Nacionalista da FIAT: família de Gurgel acusa Ciro Gomes de falir primeira empresa brasileira de carros

Brazil's former national integration minister Ciro Gomes gestures during the launching of his pre-candidacy for Brazil's presidential election for the Democratic Labour party, at the National Congress, in Brasilia

Ciro Gomes, que teve sua candidatura oficialmente lançada pelo PDT no dia 20, coleciona contradições. Um dos pontos mais frisados por ele em seus discursos megalômanos e cheios de oscilações entre pautas esquerdistas e acenos francos à direitista,  é a valorização da economia nacional. Em meio aos muitos jargões de economista, gosta de dizer que fortalecer a indústria nacional é fundamental para o crescimento do país.

O que evita contar, entretanto, é que, em seu passado, Ciro foi responsável direto pela falência da única indústria automotiva 100% nacional da história. A marca de automóveis Gurgel Motores S/A, fundada no final dos anos 60 pelo engenheiro Amaral Gurgel, estabeleceu-se com relativo sucesso no mercado nacional durante aproximadamente 20. No início dos anos 90, com a eleição de Fernando Collor expressando o início de uma temporada de ataques neoliberais à economia brasileira, a Gurgel foi enfraquecida.

Medidas como a isenção do IPI e a liberação de importação de carros, estrangularam a marca, jovem em comparação às líderes multinacionais, fazendo-a perder muito em competitividade. O lançamento do FIAT Uno, concorrente direto com um dos modelos mais vendidos da Gurgel, foi viabilizado por essa política de desvalorização do produto nacional.

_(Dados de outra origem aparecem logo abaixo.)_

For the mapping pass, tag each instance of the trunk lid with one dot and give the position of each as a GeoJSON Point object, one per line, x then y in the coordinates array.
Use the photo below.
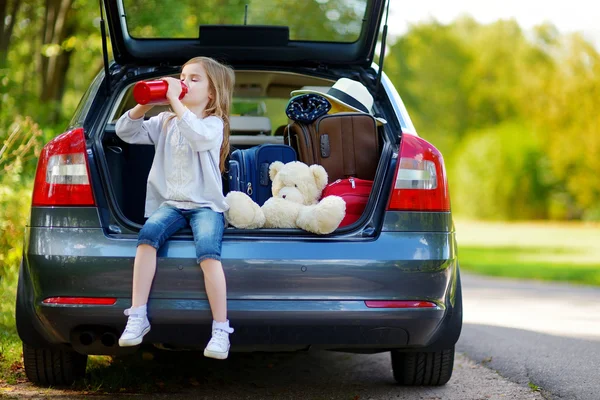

Buscando se restabelecer, a Gurgel lançou novos modelos e planejou a expansão de seu parque industrial. É aí que Ciro Gomes entra na história. A indústria tomou empréstimo com o Banespa e o BEC (Banco do Estado do Ceará), celebrando um compromisso de “apoio irrestrito” com Ciro (à época PSDB), o então governador do Ceará, e Fleury Filho, o governador paulista responsável pelo Massacre do Carandiru. A empresa já havia adquirido parte do maquinário para instalar-se no Ceará, quando foi pega de surpresa pelo rompimento do acordo – chancelado pelo governador Ciro – o que ocasionou em uma execução judicial e na consequente falência da Gurgel Motores S/A.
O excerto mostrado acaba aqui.